Drinking plenty of water throughout the day is critical for staying hydrated and supporting digestive function. Aim to drink at least eight glasses of water every day and consider adding herbal teas or infused water for flavour and moisture.

Caffeinated or sugary beverages should be avoided in excess since they might cause dehydration and worsen gastrointestinal discomfort.

2. Consume a balanced diet

One of the most important practices for minimising stomach inflammation is to eat a healthy and balanced diet. Consume plenty of fruits, vegetables, whole grains, and lean proteins, while keeping processed, fried, and sugary snacks to a minimum.

To help lower inflammation and improve digestive health, eat foods high in fibre, antioxidants, and omega-3 fatty acids such as leafy greens, berries, fatty salmon, and nuts.

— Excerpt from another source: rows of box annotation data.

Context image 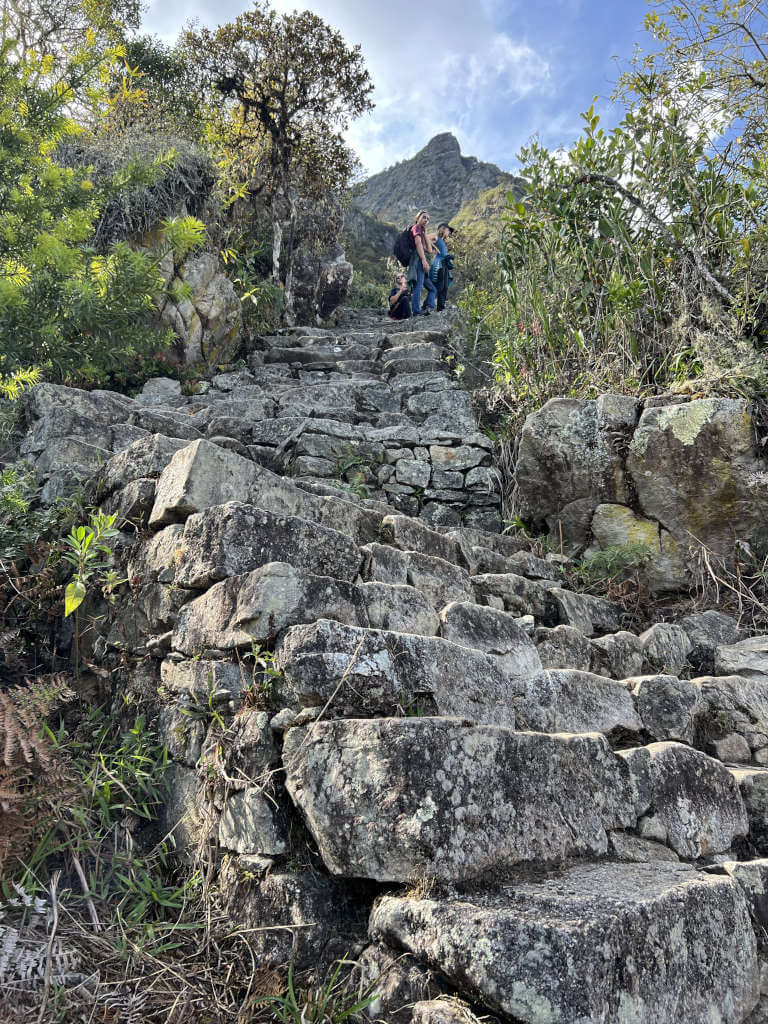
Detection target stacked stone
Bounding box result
[24,311,501,530]
[13,309,768,1024]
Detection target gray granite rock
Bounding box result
[715,636,768,683]
[176,502,360,590]
[275,620,515,728]
[534,626,592,672]
[620,742,749,858]
[640,623,693,676]
[370,862,759,1024]
[590,630,644,679]
[680,609,742,675]
[624,676,702,743]
[283,718,635,882]
[516,669,642,735]
[440,601,542,681]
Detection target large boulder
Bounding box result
[517,669,642,735]
[370,862,759,1024]
[627,398,768,555]
[715,636,768,689]
[620,742,749,858]
[514,395,639,547]
[440,601,542,680]
[294,250,353,324]
[176,502,361,589]
[283,718,635,882]
[160,253,237,366]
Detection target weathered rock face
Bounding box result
[276,618,515,728]
[16,314,768,1024]
[515,395,638,544]
[294,250,353,324]
[515,395,768,591]
[627,398,768,554]
[517,669,642,734]
[284,718,634,882]
[622,743,749,858]
[160,253,243,366]
[371,863,759,1024]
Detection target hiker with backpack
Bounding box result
[393,210,437,316]
[389,273,411,319]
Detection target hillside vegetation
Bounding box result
[470,0,768,426]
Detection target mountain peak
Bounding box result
[353,131,515,224]
[417,131,462,157]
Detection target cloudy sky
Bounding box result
[143,0,648,174]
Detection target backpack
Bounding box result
[392,227,416,266]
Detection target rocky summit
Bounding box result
[352,132,522,226]
[20,307,768,1024]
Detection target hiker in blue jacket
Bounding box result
[408,210,437,316]
[429,223,454,312]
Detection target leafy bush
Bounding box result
[481,0,768,428]
[0,40,207,383]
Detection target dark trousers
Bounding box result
[437,266,449,311]
[389,293,411,319]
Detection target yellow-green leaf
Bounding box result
[65,580,85,618]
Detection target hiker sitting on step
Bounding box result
[408,210,437,316]
[389,273,411,319]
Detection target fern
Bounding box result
[0,675,74,873]
[0,885,80,991]
[0,675,75,768]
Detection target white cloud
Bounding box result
[145,0,551,173]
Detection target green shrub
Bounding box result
[0,41,205,384]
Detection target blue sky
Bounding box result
[143,0,650,174]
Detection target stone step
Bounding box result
[274,620,517,728]
[173,502,361,590]
[283,718,636,883]
[150,440,381,544]
[171,562,439,657]
[370,863,760,1024]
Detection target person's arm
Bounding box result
[415,234,429,273]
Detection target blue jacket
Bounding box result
[429,239,447,285]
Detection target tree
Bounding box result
[617,0,768,163]
[185,3,373,317]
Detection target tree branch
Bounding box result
[570,172,736,305]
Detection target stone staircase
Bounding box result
[23,312,768,1024]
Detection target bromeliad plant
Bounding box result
[62,509,125,671]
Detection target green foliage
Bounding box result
[28,709,198,937]
[0,32,208,383]
[260,959,377,1024]
[184,2,373,317]
[243,641,283,708]
[574,542,652,589]
[481,0,768,428]
[0,464,62,561]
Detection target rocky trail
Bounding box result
[12,311,768,1024]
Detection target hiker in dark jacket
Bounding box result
[389,273,411,319]
[408,210,437,316]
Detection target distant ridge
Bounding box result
[352,132,522,226]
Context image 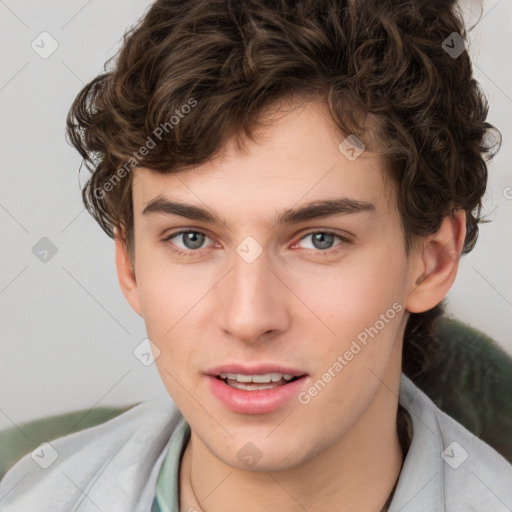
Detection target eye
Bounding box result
[293,231,349,253]
[163,229,214,256]
[162,229,350,257]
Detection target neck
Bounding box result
[180,374,403,512]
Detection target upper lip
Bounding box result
[205,363,307,377]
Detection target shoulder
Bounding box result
[390,375,512,512]
[0,397,184,512]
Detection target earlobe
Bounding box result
[405,210,466,313]
[114,229,142,316]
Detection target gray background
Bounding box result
[0,0,512,429]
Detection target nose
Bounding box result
[219,243,290,343]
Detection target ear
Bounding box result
[405,210,466,313]
[114,229,142,316]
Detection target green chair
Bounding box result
[0,316,512,479]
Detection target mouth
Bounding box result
[216,373,300,391]
[207,365,309,414]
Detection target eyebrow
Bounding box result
[142,196,376,226]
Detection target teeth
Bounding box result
[220,373,293,384]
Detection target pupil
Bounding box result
[184,231,204,249]
[313,233,334,249]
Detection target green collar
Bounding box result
[151,419,190,512]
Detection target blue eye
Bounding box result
[163,229,350,257]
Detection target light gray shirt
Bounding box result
[0,374,512,512]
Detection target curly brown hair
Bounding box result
[66,0,501,375]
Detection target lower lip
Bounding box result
[208,375,306,414]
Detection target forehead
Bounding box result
[133,102,395,220]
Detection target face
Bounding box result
[123,103,420,469]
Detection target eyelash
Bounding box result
[162,229,351,258]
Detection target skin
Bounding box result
[116,101,465,512]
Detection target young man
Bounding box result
[0,0,512,512]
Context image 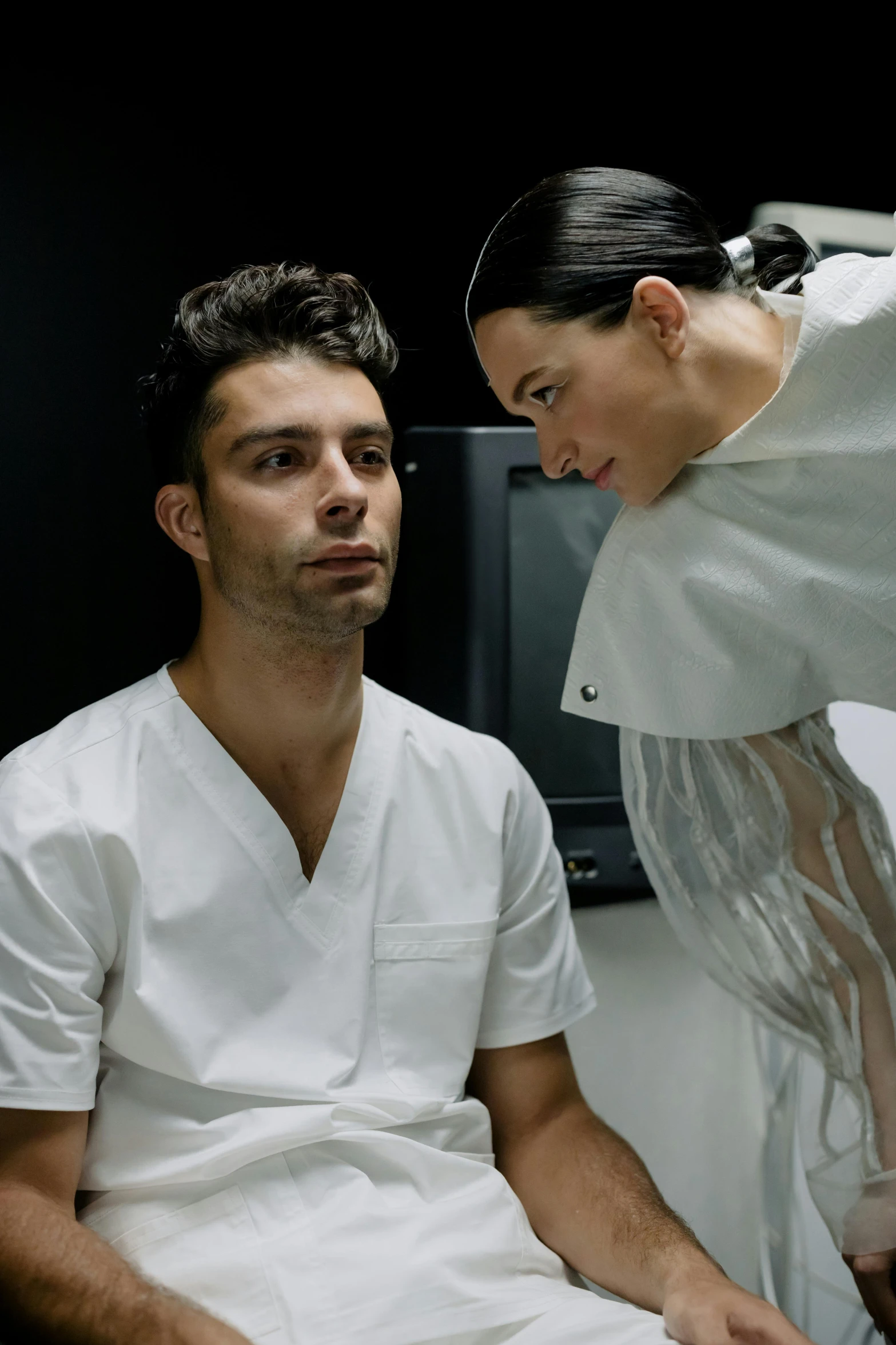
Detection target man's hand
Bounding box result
[843,1247,896,1341]
[0,1108,249,1345]
[662,1271,809,1345]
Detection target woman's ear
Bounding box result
[156,483,208,561]
[628,276,691,359]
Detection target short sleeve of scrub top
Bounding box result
[477,753,595,1049]
[0,765,117,1111]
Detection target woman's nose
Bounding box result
[539,430,578,480]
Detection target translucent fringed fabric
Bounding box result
[620,712,896,1252]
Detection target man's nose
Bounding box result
[539,428,579,480]
[317,448,367,523]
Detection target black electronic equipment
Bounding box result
[400,426,651,905]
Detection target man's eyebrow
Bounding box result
[230,425,321,453]
[513,364,545,406]
[345,421,395,447]
[230,421,395,453]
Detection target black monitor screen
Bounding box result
[508,467,622,799]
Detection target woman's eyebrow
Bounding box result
[513,364,547,406]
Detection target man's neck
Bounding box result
[169,602,364,878]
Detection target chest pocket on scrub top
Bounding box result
[373,916,499,1097]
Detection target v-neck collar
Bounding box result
[157,664,385,944]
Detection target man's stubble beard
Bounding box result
[204,506,397,645]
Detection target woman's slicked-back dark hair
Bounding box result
[140,262,397,497]
[468,168,815,327]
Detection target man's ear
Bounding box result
[628,276,691,359]
[156,483,208,561]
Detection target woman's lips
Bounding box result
[582,457,615,491]
[594,457,615,491]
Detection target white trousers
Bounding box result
[422,1288,669,1345]
[79,1137,668,1345]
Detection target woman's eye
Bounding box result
[529,383,563,410]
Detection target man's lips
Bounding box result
[306,542,379,574]
[582,457,615,491]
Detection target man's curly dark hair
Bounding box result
[140,262,397,498]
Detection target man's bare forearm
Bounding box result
[0,1183,247,1345]
[496,1101,724,1313]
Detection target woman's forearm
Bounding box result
[0,1183,247,1345]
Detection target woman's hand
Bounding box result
[843,1247,896,1341]
[662,1273,810,1345]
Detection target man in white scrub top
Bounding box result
[0,266,805,1345]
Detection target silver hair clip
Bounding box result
[722,234,756,285]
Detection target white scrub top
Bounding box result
[562,254,896,739]
[0,670,594,1334]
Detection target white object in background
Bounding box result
[750,200,896,257]
[827,701,896,835]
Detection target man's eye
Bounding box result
[529,383,563,410]
[261,448,293,467]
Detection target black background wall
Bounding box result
[0,98,896,752]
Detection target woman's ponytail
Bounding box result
[747,225,818,295]
[468,168,815,331]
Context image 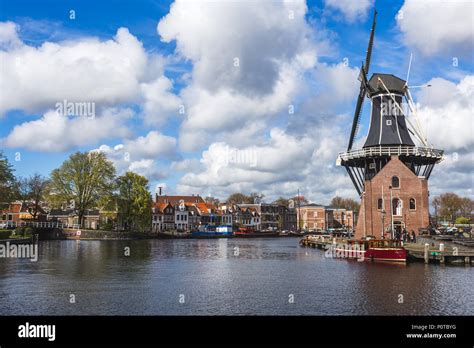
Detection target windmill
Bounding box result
[336,11,443,195]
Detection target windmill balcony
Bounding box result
[336,145,444,165]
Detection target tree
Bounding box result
[0,151,15,204]
[49,152,115,225]
[28,173,49,219]
[331,196,359,211]
[432,196,441,222]
[117,172,152,232]
[14,173,49,219]
[460,197,474,218]
[456,216,471,225]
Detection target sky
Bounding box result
[0,0,474,204]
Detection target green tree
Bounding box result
[117,172,152,232]
[14,173,49,219]
[28,173,49,219]
[331,196,359,211]
[0,151,15,205]
[456,216,471,225]
[48,152,115,225]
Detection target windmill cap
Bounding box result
[369,73,406,97]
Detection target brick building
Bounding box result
[297,203,355,231]
[355,156,429,238]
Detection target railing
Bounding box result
[338,145,444,162]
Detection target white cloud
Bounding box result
[157,1,316,150]
[417,75,474,198]
[177,128,356,203]
[92,131,178,180]
[324,0,373,22]
[140,76,181,125]
[0,108,133,152]
[0,22,179,124]
[0,22,23,50]
[397,0,474,57]
[123,131,176,160]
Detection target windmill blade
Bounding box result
[365,10,377,74]
[347,10,377,151]
[347,78,367,151]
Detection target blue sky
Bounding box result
[0,0,474,203]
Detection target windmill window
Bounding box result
[392,176,400,188]
[392,198,402,216]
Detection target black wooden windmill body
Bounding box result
[336,12,443,195]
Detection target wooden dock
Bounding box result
[405,243,474,265]
[300,235,474,265]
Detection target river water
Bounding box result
[0,238,474,315]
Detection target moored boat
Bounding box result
[335,239,407,262]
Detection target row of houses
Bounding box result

3. Limit alcohol and caffeine intake

Alcohol and caffeine can irritate the stomach lining and exacerbate inflammation, leading to discomfort and digestive issues. Limit your intake of alcoholic beverages and caffeinated drinks, such as coffee, tea, and soda, and opt for healthier alternatives like herbal tea or water.

4. Stay away from trigger foods

Certain foods might cause or aggravate stomach irritation in sensitive people. Spicy and acidic foods, dairy products and processed foods heavy in fat and sugar are all common triggers. Maintain a food journal to document your symptoms and discover potential trigger items to avoid.

5. Learn how to control stress

Prolonged stress can exacerbate stomach inflammation by upsetting hormone balances and causing inflammation throughout the body.

Include stress-relieving activities in your daily routine, such as yoga, meditation, deep breathing techniques, and time spent in nature.